De plus, puisque vous me dites avoir lu " Méloire d'un voyou ", dans un des derniers chapitres (Note de l’auteur) vous lirez ce que je pense du milieu traditionnel tel qu'il est devenu aujourd'hui.
Donc pour répondre à votre question, non, je n'ai pas en prévision de livre relatant mes activités précises de cette période, pas sous la forme que vous souhaiteriez.
J'espère malgré tout que vous resterez un fidèle lecteur.
Cordialement.

Claude
Raymond. A
  • 7. Raymond. A | 21/05/2010
Sachant que selon la disposition du Code de procédure pénale, les peines prononcées pour un crime (hold-up) se prescrivent après l’expiration du délai légal (20 ans, à compter de la date où les faits incriminés se sont produits) article 133-2 du code pénal, au terme duquel l’action publique ne peut plus être exercée, rendant de ce fait, toute poursuite pénale impossible.
Pensez-vous écrire une suite, voir un ouvrage dans laquelle vous seriez plus explicite sur vos diverses actions lors de votre incursion dans le milieu ?
Ça peut sembler être de la curiosité malsaine, mais je suis persuadé, après avoir lu votre biographie, mais également " Mémoire d'un voyou" que vous n'avez pas tout dis de cette période, de vos relations (et collaborations) avec des gens comme Jacques Mesrine ou bien d'autres. Que vous auriez beaucoup à raconter. En effet, ancien inspecteur de police, j'y ai retrouvé des allusions, des détails, sur des gens, des affaires auxquelles de loin ou de près j'ai contribué, hors la presse de l'époque n'a pas relaté certains de ces détails. Ce qui me donne fort à penser que vous en avez fait beaucoup plus que ce que vous en avez dit. Que vous avez participé de beaucoup plus près à certaines affaires (hold-up ou autre), que vous avez beaucoup mieux connu certaines personnes auxquelles vous ne faites qu'une allusion.

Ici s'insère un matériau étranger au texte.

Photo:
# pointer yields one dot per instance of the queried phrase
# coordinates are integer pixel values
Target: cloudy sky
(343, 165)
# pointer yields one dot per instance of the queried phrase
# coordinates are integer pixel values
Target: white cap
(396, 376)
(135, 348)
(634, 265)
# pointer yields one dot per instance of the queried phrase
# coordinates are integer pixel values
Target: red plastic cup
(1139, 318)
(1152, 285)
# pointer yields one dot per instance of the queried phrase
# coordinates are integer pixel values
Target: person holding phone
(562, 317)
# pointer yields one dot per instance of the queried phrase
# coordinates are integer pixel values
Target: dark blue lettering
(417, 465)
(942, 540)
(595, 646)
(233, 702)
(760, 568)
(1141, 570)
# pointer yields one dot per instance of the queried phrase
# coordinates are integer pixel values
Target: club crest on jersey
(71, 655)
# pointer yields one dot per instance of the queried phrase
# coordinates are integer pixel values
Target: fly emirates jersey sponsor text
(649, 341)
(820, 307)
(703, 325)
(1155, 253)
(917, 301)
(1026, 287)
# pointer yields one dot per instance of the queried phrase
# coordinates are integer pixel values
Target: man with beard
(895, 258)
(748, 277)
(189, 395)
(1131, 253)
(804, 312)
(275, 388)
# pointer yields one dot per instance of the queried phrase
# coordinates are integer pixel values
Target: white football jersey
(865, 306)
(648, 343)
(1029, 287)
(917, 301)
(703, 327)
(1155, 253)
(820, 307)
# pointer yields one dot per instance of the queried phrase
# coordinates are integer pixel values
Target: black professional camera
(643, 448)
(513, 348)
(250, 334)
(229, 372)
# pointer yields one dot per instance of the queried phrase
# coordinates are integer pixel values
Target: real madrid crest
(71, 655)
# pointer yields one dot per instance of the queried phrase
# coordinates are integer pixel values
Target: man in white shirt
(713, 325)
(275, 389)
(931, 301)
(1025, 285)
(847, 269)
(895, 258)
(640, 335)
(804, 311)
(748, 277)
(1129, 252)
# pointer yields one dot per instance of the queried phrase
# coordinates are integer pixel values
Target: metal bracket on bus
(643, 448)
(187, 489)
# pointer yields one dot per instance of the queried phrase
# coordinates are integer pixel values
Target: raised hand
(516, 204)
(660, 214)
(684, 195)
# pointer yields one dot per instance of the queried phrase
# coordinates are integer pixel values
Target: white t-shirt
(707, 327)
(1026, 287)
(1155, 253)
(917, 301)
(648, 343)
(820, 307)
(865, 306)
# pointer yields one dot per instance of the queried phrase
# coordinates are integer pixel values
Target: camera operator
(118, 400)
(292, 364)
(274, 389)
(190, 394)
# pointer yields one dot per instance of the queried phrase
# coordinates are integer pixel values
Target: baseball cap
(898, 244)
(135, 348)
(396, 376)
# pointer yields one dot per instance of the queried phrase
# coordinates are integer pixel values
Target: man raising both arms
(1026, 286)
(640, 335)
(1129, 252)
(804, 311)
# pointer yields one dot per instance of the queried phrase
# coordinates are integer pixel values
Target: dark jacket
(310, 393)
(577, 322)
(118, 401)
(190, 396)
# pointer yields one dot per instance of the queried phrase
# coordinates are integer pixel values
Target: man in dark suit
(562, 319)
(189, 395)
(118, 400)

Aucun risque de narrer cette période avec davantage de précisions dans la mesure où il y aura prescription, d'où ma question.
En tout cas, bien écrit et très bien documenté (et pour cause probablement).
En tout cas, bonne continuation.
Claude
  • 8. Claude | 29/10/2008
Merci Natha et comme vous le constaterez, je me suis servis avec votre autorisation de votre commentaire pour rédiger le résumé du 4eme de couverture.
Je vous en remercie encore.
Amicalement

Claude
Natha75
  • 9. Natha75 | 27/08/2008
Je l'ai lu, magnifique et émouvant !
Claude, lancé dans le broyeur de la vie donne l'impression de toujours choisir la mauvaise direction.
Il souffre car la vie ne l'épargne
jamais vraiment.
Mais il ne se voit pas comme une victime. Il ne s'apitoie pas sur son sort. Au contraire, son parcours, son histoire, témoignent d'une rage de vivre envers et contre tout. Il se bat pour exister. S'il tombe, il se relève. Ses rêves se heurtent à la réalité mais il avance, toujours et encore.
Proche de la rupture, il puise au fond de lui même une énergie pour continuer.
Je vous recommande vraiment son livre!